I can’t take it anymore. I have to say something. If they’re going to blame me, they’re going to blame me. Nothing I can do about it, so I might as well get it over with.
“Things here”—I’m not exactly sure how to continue, because everything I could possibly say seems like the biggest understatement ever made—“are not exactly normal. Are they?”
I speak to the fire as if it’s my only audience. Scrape E-D-E-N into the sand with my stick.
“Today was the worst day I’ve had in a long time.” Alexa’s voice is a rare sort of quiet, like stardust and embers, full of energy that could flicker out in a heartbeat. “Maybe ever.”
I bite my tongue. Today was pretty terrible, but the worst ever? No one handed me a vial full of my father’s blood today. I didn’t have to watch Birch die.

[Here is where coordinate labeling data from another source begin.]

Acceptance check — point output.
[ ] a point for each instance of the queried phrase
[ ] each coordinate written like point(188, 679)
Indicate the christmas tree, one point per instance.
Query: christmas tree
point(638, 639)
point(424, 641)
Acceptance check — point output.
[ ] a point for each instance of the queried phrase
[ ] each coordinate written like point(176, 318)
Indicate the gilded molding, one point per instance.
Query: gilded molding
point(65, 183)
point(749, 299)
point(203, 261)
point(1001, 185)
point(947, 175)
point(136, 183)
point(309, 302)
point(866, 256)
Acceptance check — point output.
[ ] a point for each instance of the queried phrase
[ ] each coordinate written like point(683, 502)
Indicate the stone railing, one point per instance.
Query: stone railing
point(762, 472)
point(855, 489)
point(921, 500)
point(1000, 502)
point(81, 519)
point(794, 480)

“What did you see in the jungle?” Hope asks. “I heard you saying you were sorry, over and over.”
My head snaps up. I must have missed that part, somewhere between Birch’s hello/goodbye kiss and my heart breaking.
“Zero Day,” Alexa says, then immediately continues, “I know you probably think I have no right to painful memories from Zero, since I’m Wolfpack. Was Wolfpack.” She talks to the fire, too. Like if she directs her confession straight into the flames, her words will burn up and maybe so will her guilt. “But that day was hard for me. And I didn’t think anything could be harder than living it, but then today—reliving it—seeing Cass—”
Her voice cuts off, like the pain of the memory has congealed into something so thick it can’t get out of her throat. We wait for it to dissolve.